Follow your bliss
“So what do you want to do with your life?” How often are we not asked this question by others? How often we do not ask it looking in the mirror. It started in childhood when we were asked, “What do you want to do when you grow up?”
Back then the possibilities were endless. We wanted to be astronauts or firemen. We wanted to be the hero in the story of our lives. Later the realities of living hit us as we grew older and life was filled with heartbreak, disappointments, paying the bills and changing nappies.
To ask “What to do with your life?” implies you are not currently living the life you were supposed to live. It speaks of an outward journey to be something and to do something that is currently only a dream. Sometimes it is a wish to escape the mundane but brutal realities of life.

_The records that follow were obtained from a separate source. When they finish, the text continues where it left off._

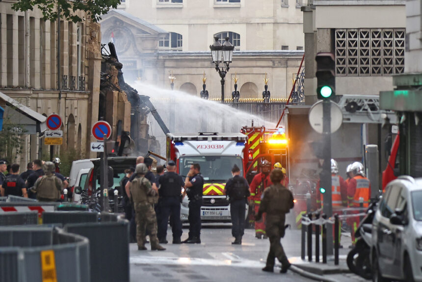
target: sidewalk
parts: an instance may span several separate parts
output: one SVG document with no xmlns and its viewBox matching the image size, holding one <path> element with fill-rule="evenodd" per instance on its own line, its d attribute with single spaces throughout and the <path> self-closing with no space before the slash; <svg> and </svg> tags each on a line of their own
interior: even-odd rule
<svg viewBox="0 0 422 282">
<path fill-rule="evenodd" d="M 313 236 L 313 239 L 315 236 Z M 319 262 L 315 262 L 315 244 L 313 240 L 312 261 L 308 261 L 307 254 L 305 260 L 302 260 L 300 256 L 289 257 L 289 260 L 293 265 L 290 270 L 302 276 L 317 281 L 327 282 L 352 282 L 356 281 L 368 281 L 362 277 L 352 273 L 347 267 L 346 259 L 347 254 L 350 251 L 349 246 L 351 245 L 350 233 L 343 233 L 342 234 L 341 245 L 344 248 L 339 250 L 339 265 L 334 265 L 334 257 L 328 256 L 327 263 L 322 263 L 322 250 L 320 243 Z"/>
</svg>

How many people can not testify that one of the great disappointments of their life came about when they finally reached the “thing” they were chasing? For some it is success or wealth, for others it is a relationship or marriage. It is often establishing a business or the career of our dreams. We fantasise about the goal we are aiming for, and as time marches on that goal seems ever more glorious compared to our current state. We sacrifice so much to reach that goal: our health, time with our loved ones, our morals.
I am not against ambition, or against dreaming big dreams. The human race advances because others follow their dreams and create beautiful things, despite many setbacks. We create, we define, we discover. But it is also an idea sold to us by Hollywood. Rags to riches make for great box office ticket sales. We live our lives through others by being spellbound to the soap operas that feeds our low self-esteem. We sooth our fears by being spellbound to “reality” television.
Maybe the question of what to do with your life should be an inward one. It is in silent harmony with the inner person that we discover our real purpose. Finding that purpose may not mean a career change. We may just be able to live our higher purpose without doing something different.
The late mythologist, Joseph Campbell, is quoted as saying: “If you follow your bliss, you put yourself on a kind of track that has been there all the while, waiting for you, and the life that you ought to be living is the one you are living.”